PRESSING NEED FOR AN INTERNATIONAL COURT
The major problem at the moment is that whether in a ‘controlled’ default, as in Greece, or a unilateral default, as in Argentina, the ordinary people are going to suffer immensely. With the creditors calling the shots, demanding payment no matter the social cost, the people are forced to carry a massive and disproportionate burden.
Were this proposal in the United Nations to be carried through, however, this burden – while still being painful – would be considerably lessened.
It was designed by what’s known in the UN as the G-77 group of countries, originally 77 developing nations that came together back in 1964 but now with 134 countries. Traditionally, those sovereigns most vulnerable to insolvency came from that group – no more. Ireland recently found itself in that position and there is no guarantee it won’t happen again.
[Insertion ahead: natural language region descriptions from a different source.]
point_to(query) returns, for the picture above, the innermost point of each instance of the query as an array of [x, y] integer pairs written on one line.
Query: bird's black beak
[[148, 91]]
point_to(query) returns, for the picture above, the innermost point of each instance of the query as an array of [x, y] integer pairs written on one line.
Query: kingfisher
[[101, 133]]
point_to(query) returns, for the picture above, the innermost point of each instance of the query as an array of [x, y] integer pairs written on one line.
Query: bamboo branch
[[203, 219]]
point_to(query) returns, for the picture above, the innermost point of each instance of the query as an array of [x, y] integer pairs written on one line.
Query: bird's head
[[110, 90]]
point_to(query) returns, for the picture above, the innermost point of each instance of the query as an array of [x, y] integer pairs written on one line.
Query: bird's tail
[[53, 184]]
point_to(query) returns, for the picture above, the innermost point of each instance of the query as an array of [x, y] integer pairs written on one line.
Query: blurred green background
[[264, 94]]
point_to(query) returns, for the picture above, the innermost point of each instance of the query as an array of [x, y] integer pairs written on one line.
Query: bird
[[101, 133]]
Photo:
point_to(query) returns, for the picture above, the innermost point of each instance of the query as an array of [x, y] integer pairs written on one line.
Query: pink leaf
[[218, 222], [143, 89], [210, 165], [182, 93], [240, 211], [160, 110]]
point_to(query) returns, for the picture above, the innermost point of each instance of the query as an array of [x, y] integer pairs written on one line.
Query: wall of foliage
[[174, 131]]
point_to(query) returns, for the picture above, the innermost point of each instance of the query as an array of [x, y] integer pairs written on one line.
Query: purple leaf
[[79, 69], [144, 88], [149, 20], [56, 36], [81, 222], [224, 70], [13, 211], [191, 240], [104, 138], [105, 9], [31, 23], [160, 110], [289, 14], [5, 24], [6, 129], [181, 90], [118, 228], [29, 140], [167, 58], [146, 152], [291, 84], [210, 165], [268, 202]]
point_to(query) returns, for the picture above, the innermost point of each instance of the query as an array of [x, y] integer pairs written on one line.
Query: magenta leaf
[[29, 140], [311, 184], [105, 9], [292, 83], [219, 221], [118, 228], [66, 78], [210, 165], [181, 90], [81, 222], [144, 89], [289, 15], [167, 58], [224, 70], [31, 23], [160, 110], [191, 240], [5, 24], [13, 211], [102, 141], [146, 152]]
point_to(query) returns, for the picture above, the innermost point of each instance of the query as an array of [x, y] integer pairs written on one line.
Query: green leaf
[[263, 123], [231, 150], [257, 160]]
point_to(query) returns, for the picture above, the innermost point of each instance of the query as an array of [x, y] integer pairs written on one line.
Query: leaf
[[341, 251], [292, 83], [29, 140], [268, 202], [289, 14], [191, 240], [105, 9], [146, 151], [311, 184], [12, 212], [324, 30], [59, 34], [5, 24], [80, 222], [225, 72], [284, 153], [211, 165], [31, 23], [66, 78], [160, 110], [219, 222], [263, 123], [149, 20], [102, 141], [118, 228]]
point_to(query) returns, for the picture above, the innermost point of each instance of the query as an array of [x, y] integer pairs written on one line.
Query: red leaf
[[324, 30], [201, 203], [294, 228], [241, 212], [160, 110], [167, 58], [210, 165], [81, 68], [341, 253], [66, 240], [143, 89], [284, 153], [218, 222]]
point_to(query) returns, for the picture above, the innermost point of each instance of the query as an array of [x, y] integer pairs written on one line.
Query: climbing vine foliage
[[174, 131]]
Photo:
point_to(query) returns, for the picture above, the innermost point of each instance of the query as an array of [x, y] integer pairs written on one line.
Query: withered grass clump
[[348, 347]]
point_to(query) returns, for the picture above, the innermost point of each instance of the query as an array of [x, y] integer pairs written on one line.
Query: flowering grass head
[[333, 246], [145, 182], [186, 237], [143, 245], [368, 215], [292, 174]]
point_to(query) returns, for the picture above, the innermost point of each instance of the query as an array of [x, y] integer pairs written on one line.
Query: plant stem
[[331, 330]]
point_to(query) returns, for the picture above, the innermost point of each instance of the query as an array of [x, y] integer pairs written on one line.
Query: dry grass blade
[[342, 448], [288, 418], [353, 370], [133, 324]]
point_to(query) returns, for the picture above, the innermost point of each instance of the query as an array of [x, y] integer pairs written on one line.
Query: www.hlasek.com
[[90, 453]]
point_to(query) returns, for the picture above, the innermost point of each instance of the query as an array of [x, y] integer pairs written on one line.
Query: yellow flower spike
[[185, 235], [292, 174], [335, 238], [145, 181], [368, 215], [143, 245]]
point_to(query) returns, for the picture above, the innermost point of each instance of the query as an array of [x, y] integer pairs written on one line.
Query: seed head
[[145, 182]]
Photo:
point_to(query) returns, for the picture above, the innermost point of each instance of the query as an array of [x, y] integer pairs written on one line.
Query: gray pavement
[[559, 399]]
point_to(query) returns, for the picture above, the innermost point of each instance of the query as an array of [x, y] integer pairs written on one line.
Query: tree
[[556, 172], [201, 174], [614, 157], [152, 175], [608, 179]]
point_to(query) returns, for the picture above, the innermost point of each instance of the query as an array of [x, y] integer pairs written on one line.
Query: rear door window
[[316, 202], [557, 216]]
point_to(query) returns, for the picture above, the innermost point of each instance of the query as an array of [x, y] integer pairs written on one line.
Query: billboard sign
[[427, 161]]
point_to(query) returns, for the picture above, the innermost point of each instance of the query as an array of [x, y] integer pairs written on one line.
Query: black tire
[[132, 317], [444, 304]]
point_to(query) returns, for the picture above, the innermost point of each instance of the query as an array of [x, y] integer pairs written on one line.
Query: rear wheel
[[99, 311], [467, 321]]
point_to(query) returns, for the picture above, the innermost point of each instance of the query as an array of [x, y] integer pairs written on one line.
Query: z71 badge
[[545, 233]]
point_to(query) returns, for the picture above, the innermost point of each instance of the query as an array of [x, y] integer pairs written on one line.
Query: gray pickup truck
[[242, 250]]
Even the much-criticised IMF, those with the most experience in sovereign debt ‘restructuring’, accept that there is a problem here but all their efforts to set up any such international court for sovereign insolvency settlement has been stymied by the very powerful creditor nations, nations such as the United Kingdom, the United States, Germany and so on. If they wouldn’t allow the IMF set up such a court, rest assured they will resist any efforts to so do by the United Nations, which would have even stronger willing standing.
Ireland though should be fully behind this proposal, not because of selfish self-interest, but simply because it’s the right thing to do.
Instead, and as evidenced by Declan Kelleher’s mail above, we have chosen to hide behind the tainted skirts of the EU.
As outlined above, the countries who DON’T want to see this proposal go through are those with the greatest vested interest in seeing troubled sovereign nations under the heel, to be exploited in every way possible.
These are the countries with whom Ireland has now aligned itself. As with Enda Kenny, Joan Burton and the rest who aligned themselves similarly against Greece in the recent crisis, it’s yet another example of this government playing ‘The Rich Mouth’.
Yet again, this government has sold us out.